Pregnancy and Analgesia

The UK teratology information service – uktis – has an excellent website http://www.uktis.org/ which gives up to date information about the safety of drugs in pregnancy, addressing all aspects of concern including risk of congenital anomaly, spontaneous abortion, intrauterine death, neurodevelopmental impairment, preterm delivery and problems in the early postnatal period.  

There is also a link to http://www.medicinesinpregnancy.org/ which has patient information leaflets. 

Adverse effects on maternal and fetal outcome due to the underlying maternal condition for which paracetamol or other analgesia is used should be considered when interpreting pregnancy safety data.  Some studies have indicated that a rise in maternal core body temperature of 1.5°C may be associated with teratogenicity or, in the first trimester of pregnancy, an increased risk of neural tube defects in the offspring, however other data are conflicting.  Severe pain, if inadequately treated, may also impact on maternofetal outcome through alteration of both maternal cardiovascular function and uteroplacental perfusion.   

Paracetamol A study of mice suggesting that long term use of paracetamol during pregnancy reduced levels of testosterone and resulted in undescended testes in male babies has not been confirmed in human studies. 

Nonsteroidal anti-inflammatory drugs should not be given after 30 weeks due to the risk of premature closure of the ductus arteriosus. 

Opioids. The American College of Obstetricians and Gynecologists produced a committee opinion in 2012 on “Opioid abuse, dependence and addiction in pregnancy”[1] which also addresses issues on prescribed opioid use in pregnancy.  An association between first trimester use of Codeine and congenital heart defects was found in three out of four case-control studies.  Previous reports did not show an increased risk of birth defects after prenatal exposure to Oxycodone or pethidine.  One retrospective study observed an increased risk of some birth defects with the use of prescribed opioids by women in the month before or during the first trimester of pregnancy.[2] However, methodological problems with this study exist, and such an association has not been previously reported.  

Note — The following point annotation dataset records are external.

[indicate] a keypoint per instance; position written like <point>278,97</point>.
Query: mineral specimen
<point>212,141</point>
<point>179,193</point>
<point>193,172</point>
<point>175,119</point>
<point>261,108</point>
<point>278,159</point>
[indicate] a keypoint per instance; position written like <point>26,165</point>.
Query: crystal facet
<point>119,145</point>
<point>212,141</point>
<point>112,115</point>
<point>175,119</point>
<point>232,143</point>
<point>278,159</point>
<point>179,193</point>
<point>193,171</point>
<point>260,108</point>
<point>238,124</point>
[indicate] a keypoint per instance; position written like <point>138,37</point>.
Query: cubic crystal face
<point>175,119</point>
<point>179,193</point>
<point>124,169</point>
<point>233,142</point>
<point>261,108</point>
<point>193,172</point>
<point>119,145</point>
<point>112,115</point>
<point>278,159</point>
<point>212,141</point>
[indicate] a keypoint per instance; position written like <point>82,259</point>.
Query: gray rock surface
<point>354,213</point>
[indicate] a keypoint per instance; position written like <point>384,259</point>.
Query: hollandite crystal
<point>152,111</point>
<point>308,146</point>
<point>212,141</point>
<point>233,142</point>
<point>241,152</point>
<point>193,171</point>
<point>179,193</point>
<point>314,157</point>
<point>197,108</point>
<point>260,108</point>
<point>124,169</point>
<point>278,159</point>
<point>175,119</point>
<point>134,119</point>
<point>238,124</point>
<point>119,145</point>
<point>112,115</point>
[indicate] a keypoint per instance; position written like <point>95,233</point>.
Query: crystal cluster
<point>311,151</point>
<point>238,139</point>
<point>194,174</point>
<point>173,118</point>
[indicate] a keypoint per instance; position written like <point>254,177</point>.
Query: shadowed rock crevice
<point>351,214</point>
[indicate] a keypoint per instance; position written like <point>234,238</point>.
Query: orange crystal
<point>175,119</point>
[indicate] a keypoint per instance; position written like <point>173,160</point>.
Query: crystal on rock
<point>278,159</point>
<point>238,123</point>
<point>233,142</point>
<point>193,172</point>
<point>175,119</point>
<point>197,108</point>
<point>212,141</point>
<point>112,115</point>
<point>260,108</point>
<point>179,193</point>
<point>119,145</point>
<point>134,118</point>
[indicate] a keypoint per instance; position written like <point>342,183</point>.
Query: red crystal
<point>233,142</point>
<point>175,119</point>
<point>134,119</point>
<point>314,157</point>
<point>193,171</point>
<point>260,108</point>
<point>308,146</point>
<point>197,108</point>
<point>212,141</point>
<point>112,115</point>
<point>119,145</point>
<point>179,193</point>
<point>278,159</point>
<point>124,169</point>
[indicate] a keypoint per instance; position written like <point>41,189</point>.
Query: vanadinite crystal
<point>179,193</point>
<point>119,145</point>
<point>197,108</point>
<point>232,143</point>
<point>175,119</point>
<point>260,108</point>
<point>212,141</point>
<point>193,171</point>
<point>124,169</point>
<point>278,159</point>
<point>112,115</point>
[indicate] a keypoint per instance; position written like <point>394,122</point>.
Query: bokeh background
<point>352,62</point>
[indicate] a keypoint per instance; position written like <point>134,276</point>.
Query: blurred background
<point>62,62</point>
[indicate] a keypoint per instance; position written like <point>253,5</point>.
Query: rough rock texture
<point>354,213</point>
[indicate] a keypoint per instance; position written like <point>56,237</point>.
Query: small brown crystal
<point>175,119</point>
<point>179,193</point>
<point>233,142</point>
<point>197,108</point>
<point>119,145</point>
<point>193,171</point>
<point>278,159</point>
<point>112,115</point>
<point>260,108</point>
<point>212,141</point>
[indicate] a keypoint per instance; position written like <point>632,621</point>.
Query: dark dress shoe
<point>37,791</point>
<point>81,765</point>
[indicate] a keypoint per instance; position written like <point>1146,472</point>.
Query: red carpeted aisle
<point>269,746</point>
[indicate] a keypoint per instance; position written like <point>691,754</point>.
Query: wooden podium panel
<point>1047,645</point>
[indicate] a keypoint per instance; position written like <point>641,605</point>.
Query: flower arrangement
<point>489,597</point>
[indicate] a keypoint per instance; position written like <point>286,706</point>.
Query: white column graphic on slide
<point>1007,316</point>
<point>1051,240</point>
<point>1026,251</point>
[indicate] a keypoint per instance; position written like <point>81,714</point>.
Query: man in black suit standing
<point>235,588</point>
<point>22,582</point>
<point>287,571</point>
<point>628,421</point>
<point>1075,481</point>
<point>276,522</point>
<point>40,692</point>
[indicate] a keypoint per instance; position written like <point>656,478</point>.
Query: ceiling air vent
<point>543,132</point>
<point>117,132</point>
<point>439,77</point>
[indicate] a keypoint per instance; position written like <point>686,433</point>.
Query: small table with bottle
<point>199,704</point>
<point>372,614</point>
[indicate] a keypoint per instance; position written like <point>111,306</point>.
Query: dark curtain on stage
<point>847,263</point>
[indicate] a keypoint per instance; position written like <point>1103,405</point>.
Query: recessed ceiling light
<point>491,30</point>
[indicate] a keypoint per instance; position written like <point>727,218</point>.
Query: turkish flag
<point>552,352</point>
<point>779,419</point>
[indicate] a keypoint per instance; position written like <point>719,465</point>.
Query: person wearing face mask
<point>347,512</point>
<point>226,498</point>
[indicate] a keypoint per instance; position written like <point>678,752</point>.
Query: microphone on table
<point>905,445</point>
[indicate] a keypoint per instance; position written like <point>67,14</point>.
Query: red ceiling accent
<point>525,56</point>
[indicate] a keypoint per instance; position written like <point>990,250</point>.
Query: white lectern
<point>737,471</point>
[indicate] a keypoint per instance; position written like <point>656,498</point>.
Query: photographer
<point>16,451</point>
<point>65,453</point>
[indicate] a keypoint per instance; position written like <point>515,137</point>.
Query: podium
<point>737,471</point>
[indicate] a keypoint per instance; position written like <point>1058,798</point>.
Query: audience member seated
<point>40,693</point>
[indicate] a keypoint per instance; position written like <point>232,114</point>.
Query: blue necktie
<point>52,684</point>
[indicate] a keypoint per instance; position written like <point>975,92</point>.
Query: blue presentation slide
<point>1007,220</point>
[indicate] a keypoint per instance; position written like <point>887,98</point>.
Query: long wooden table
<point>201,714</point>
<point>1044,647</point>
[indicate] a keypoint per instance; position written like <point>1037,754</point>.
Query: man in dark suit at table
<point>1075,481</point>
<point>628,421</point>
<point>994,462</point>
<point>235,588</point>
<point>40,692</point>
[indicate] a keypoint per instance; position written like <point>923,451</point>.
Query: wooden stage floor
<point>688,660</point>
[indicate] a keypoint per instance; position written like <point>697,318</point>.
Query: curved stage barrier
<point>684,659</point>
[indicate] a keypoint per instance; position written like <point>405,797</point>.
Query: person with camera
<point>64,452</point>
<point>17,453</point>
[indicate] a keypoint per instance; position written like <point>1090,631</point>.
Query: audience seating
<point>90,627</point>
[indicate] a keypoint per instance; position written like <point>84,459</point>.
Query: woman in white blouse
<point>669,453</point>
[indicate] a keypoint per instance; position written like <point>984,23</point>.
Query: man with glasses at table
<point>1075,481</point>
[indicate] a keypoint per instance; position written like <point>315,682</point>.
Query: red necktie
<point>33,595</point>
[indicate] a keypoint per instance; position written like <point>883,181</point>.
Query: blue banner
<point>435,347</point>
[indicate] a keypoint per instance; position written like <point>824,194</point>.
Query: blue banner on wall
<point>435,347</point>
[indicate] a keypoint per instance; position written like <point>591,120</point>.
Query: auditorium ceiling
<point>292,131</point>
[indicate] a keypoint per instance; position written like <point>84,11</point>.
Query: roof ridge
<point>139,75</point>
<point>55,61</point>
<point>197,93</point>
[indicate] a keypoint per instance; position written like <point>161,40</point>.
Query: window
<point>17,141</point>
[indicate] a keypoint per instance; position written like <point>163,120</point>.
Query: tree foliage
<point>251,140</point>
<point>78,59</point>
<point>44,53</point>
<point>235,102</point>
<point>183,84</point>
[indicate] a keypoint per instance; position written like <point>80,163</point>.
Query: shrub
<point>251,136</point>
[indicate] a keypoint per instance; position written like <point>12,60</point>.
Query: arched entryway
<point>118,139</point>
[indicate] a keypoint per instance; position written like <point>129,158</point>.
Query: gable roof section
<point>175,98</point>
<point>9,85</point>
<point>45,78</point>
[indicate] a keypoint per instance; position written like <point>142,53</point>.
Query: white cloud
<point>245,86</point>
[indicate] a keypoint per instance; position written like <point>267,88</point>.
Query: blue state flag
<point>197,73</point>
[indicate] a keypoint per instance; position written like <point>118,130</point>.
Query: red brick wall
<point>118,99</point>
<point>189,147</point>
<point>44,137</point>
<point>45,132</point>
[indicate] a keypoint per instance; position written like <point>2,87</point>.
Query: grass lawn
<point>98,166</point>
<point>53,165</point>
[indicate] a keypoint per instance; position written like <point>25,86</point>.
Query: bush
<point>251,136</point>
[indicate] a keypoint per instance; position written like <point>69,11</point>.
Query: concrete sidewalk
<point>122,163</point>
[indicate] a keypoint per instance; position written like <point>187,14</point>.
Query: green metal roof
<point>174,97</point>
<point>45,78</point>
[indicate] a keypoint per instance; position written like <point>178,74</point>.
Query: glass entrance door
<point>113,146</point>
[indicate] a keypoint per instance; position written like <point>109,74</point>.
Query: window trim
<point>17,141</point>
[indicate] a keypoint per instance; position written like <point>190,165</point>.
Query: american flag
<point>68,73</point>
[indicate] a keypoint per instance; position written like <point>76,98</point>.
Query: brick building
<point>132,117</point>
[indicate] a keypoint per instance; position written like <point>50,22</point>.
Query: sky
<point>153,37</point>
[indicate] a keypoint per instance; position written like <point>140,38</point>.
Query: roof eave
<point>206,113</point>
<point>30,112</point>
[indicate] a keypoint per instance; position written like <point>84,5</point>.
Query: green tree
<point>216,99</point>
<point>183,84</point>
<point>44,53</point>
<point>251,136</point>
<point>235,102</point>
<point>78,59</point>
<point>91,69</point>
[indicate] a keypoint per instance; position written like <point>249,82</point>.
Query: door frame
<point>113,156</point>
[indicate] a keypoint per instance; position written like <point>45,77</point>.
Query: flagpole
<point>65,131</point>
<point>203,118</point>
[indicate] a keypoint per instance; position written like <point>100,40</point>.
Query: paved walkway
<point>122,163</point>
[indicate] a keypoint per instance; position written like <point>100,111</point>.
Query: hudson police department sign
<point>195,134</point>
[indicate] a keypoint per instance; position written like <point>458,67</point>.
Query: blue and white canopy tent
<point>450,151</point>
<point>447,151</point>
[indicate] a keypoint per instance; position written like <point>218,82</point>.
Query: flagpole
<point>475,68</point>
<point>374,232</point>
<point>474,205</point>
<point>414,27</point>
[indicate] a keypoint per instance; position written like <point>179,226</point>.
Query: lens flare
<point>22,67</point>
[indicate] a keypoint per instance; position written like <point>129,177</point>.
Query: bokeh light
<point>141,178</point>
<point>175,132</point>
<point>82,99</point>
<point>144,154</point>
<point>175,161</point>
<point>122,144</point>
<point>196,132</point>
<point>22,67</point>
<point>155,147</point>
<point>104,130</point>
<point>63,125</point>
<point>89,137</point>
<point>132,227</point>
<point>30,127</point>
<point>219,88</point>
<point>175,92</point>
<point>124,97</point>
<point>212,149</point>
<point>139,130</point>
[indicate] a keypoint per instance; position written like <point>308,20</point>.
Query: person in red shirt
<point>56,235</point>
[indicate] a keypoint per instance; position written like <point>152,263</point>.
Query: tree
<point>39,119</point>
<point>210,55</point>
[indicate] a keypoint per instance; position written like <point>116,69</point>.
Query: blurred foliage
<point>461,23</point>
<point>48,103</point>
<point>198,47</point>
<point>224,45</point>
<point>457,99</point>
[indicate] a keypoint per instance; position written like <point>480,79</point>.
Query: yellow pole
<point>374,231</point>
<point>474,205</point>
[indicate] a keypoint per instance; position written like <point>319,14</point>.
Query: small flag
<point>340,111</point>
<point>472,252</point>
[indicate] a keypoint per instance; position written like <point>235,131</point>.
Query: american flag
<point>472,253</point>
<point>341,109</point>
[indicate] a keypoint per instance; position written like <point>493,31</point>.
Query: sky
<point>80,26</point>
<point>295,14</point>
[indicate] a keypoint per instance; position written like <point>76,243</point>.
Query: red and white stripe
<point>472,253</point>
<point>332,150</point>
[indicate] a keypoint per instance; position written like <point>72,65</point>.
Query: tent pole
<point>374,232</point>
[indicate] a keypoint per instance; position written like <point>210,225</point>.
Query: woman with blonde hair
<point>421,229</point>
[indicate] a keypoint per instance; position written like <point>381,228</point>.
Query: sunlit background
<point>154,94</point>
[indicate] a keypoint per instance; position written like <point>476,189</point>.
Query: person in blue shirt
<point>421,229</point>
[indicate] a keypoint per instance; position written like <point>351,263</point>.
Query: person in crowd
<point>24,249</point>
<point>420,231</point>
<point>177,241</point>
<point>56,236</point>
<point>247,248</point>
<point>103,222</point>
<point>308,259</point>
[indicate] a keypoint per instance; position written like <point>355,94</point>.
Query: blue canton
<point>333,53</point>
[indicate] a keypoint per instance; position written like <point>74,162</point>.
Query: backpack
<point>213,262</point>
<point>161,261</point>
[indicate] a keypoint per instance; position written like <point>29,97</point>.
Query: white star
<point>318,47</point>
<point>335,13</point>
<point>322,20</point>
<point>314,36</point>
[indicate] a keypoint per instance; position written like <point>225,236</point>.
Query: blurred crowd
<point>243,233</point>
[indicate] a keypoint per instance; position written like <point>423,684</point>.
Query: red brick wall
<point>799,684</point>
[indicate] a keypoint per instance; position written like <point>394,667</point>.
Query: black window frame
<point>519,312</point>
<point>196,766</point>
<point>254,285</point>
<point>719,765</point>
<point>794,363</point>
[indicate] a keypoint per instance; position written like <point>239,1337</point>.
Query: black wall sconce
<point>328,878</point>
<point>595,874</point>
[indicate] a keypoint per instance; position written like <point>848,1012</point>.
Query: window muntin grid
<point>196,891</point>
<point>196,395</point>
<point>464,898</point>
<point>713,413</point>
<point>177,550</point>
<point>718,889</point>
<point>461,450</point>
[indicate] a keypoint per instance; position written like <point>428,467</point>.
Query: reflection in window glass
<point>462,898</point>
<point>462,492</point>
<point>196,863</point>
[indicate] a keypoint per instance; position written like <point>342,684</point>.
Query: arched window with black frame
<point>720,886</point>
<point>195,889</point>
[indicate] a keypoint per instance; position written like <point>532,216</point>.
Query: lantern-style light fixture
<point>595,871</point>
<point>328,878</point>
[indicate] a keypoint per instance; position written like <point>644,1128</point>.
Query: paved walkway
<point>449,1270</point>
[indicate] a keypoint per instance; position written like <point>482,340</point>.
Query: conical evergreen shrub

If given throughout pregnancy either for pain relief or for the management of drug addiction, opioids may result in neonatal abstinence syndrome (NAS) so the infant should be monitored closely for opioid withdrawal symptoms.[3,4] These may be mitigated by breastfeeding. Tramadol appears to provoke a particularly pernicious withdrawal syndrome [5]. 

Contact the pain team for more support and advice.  Useful Contact Details within OUH

Related resources

1. Opioid abuse, dependence, and addiction in pregnancy. Committee Opinion No. 524. American College of Obstetricians and Gynecologists. Obstet Gynecol 2012;119:1070–6. http://www.acog.org/Resources-And-Publications/Committee-Opinions/Committee-on-Health-Care-for-Underserved-Women/Opioid-Abuse-Dependence-and-Addiction-in-Pregnancy accessed 17.8.15 

2. Broussard CS, Rasmussen SA, Reefhuis J et al. Maternal treatmenet  with opioid analgesics and risk for birth defects. National Birth Defects Prevention Study. Am J Obstet Gynecol 2011;204(4):314.e1-314.e11 

3. Hudak ML, Tan RC. Neonatal drug withdrawal. Pediatrics. 2012 Feb;129(2):e540-60. http://pediatrics.aappublications.org/content/129/2/e540.full.pdf+html accessed 17.8.15 

4. Hendrickson RG, McKeown NJ. Is maternal opioid use hazardous to breast-fed infants? Clin Toxicol 2012;50(1):1-14 

5. O'Mara K, Gal P, Davanzo C. Treatment of neonatal withdrawal with clonidine after long-term, high-dose maternal use of tramadol. Ann Pharmacother. 2010 Jul-Aug;44(7-8):1342-4.